Step One: What controls you, or who influences you? What do you want more: peoples’ approval, God’s favor, or something else? Think about your animating center, the thing that revs you up. Your answer must be God. If He is not our animating center, our lives will always wrestle with competing, non-satiating soul noises while shalom claws at the door of our hearts, unable to intercede.

Step Two: How badly do you want God’s Word to control you? The answer to this question will determine the outcome of this process. Your answer must not be impulsive but reflective as you count the cost and assess your desires. The impulse will be to say, “Yes, of course, I want God to control,” but pump the brakes first. On a scale of 1 to 10, with ten as an intense desire for God’s management, what number would you choose?

Step Three: Make a pre-commitment for the process of loving God and His truth more than anything else by telling someone what you’re thinking and plan to do. The temptation would be to make a “commitment to the Lord” and then renege on it, but a pre-commitment of telling at least one other person might be the impetus to move you forward.

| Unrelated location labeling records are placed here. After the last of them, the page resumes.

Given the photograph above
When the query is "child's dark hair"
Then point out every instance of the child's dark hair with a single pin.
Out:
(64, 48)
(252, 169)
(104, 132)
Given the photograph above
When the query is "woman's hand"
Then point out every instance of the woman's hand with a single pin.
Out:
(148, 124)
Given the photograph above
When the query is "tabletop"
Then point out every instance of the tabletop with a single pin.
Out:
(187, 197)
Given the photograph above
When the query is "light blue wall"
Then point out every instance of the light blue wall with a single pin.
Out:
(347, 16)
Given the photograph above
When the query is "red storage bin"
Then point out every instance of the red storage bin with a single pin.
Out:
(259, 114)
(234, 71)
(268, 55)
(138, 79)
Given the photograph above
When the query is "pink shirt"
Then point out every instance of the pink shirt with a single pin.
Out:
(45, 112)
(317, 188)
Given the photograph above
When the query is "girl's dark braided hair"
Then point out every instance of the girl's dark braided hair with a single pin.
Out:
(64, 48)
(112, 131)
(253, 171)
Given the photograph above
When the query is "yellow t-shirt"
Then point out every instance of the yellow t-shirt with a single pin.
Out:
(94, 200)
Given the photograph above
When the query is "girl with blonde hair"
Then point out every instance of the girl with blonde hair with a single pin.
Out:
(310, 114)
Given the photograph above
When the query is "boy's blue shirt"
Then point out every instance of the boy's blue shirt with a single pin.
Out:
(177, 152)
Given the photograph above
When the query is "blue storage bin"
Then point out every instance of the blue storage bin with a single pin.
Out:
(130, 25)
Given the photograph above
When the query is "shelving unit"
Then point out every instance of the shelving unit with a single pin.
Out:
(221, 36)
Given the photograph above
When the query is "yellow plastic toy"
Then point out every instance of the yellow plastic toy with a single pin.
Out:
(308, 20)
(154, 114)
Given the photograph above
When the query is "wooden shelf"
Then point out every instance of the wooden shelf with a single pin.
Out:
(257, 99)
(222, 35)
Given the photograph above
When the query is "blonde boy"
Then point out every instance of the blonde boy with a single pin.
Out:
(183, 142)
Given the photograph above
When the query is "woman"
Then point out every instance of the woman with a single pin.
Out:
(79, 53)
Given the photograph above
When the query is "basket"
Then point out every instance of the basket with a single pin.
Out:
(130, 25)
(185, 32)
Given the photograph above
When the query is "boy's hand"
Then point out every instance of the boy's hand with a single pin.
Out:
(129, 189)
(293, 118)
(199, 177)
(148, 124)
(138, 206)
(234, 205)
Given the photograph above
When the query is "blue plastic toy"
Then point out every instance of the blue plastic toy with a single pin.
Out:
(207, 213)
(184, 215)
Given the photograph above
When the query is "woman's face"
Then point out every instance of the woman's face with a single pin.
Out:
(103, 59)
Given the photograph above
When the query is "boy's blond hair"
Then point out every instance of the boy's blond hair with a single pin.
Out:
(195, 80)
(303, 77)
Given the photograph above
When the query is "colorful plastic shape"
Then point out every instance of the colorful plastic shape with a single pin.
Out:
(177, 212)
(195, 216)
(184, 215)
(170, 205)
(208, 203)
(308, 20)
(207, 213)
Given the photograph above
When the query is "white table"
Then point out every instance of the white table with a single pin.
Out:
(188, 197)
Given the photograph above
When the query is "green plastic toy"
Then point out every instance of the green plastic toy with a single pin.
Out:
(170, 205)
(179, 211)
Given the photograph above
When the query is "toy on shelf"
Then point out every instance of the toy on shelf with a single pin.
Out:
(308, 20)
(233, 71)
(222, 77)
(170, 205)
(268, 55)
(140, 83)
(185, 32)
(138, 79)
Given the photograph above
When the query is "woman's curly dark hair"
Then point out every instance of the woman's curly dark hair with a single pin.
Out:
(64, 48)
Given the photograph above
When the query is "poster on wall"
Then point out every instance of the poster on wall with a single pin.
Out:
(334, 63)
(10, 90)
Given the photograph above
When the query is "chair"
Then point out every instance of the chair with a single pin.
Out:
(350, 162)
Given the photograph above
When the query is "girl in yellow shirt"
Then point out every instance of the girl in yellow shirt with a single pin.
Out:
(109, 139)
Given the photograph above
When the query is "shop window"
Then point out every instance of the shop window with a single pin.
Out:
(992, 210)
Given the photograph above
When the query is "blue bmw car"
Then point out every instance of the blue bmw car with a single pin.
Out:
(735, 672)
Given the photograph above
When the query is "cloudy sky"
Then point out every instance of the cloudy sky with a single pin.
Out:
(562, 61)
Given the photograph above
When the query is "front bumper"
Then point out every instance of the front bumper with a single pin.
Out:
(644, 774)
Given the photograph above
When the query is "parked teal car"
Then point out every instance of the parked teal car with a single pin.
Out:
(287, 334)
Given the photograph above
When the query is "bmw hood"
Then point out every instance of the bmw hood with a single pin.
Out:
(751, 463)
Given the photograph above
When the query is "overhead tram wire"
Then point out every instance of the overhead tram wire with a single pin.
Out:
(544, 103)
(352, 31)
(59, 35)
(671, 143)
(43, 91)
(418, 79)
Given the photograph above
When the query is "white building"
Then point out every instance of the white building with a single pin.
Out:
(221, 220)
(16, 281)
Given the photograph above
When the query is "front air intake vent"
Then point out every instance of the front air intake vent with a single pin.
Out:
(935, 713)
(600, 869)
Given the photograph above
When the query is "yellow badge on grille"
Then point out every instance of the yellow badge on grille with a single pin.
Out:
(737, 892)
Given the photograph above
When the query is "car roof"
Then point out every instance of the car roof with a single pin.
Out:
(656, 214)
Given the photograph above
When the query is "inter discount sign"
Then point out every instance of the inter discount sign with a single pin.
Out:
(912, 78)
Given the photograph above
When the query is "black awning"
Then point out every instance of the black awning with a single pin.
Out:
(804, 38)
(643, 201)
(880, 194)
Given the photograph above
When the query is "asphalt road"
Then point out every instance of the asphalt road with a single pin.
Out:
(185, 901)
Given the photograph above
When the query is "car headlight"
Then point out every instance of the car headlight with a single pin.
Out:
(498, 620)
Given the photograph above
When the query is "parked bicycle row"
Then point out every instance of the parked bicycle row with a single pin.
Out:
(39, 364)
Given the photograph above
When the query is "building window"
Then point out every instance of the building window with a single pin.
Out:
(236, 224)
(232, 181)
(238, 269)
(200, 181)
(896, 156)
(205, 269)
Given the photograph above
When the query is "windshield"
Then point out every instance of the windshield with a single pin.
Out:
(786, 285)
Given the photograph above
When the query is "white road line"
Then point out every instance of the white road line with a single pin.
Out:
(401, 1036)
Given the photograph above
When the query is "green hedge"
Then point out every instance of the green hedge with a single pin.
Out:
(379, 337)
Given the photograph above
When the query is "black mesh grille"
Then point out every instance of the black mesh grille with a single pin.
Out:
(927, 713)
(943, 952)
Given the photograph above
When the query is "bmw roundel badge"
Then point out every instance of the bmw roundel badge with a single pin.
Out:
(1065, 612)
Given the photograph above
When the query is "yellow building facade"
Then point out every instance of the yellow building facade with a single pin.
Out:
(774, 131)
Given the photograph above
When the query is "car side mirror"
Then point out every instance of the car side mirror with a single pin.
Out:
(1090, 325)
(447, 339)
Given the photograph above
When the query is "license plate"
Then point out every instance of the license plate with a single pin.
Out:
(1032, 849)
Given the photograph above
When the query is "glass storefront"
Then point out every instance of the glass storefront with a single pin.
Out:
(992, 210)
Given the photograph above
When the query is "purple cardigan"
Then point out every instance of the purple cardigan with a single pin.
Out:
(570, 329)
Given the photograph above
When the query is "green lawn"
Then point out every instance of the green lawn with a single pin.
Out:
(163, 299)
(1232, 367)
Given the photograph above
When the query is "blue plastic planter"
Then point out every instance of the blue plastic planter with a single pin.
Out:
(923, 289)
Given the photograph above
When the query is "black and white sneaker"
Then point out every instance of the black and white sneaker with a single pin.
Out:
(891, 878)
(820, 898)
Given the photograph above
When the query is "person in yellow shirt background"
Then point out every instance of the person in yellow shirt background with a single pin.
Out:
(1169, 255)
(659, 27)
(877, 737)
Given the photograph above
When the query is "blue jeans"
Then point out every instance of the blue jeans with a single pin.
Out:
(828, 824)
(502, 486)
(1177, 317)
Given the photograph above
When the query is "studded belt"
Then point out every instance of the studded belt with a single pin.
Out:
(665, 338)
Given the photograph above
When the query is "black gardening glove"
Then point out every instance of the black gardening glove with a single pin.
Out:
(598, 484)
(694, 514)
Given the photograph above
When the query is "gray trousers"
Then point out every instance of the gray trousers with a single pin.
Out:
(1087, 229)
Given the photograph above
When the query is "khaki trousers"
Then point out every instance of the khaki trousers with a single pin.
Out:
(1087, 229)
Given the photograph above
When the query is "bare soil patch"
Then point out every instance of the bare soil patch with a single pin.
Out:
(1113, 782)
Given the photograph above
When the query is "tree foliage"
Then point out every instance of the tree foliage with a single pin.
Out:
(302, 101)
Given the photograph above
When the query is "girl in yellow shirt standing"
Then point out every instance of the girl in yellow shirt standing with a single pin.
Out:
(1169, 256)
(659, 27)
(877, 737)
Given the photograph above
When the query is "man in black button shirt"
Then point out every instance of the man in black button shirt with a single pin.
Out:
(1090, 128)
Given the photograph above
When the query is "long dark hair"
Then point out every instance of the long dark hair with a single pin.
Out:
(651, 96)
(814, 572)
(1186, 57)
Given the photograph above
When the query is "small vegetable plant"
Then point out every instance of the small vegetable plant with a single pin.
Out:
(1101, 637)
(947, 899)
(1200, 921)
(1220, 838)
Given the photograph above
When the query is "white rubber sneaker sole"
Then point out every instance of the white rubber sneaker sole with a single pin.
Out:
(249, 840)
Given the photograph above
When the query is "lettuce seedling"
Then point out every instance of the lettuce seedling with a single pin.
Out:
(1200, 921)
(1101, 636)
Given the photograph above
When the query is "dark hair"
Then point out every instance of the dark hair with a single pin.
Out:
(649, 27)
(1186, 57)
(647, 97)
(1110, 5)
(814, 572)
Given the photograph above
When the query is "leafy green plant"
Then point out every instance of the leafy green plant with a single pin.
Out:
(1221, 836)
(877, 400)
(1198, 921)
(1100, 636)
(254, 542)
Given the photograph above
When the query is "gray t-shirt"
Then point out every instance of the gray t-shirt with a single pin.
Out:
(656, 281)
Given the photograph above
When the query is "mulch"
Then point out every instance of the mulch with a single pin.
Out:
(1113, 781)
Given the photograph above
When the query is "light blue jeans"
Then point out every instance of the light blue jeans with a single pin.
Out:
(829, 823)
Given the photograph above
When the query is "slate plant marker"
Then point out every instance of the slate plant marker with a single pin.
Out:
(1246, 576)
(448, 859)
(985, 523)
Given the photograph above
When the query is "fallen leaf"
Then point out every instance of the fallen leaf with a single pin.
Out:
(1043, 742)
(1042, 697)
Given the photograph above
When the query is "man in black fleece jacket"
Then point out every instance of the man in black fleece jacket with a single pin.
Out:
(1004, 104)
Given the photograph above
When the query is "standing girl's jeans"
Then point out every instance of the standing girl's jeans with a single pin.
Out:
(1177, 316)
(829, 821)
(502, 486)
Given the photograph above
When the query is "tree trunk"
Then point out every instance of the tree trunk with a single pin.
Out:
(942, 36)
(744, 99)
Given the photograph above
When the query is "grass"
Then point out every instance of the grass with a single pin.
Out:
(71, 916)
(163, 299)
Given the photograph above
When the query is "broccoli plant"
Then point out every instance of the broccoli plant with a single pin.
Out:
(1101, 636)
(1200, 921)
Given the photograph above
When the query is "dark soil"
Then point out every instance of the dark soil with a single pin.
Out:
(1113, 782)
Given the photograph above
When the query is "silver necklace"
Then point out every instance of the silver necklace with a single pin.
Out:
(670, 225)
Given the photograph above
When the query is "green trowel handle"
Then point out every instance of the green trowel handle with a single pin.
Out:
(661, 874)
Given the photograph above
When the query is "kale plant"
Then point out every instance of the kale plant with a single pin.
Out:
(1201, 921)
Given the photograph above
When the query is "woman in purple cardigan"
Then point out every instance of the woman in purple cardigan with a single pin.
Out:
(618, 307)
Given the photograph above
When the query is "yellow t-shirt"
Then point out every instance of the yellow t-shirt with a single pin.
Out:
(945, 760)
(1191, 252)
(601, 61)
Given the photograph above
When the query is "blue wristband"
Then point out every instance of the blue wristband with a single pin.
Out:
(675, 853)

Step Four: Study Christ in the gospels, specifically His interactions with others, especially His adversaries. What do you see Him doing? Why did He do it? What did he resist? What would you have to do to be like that? How could you apply practically the life of Christ to a person or situation in your life today?

Step Five: Continue this study process, reflecting and applying even if these studies become a background discipline that you continue to do while doing other studies. The goal is for the impulse of Christ to be yours, like kinesthetic memory.

Step Six: Test the process by assessing frequent interactions with others to measure your transformation to what you’re seeing Christ do in the gospels. You might not see immediate results, but consistent assessments will reveal positive progress over time.

Step Seven: Keep your friend informed about the work the Lord does in your life.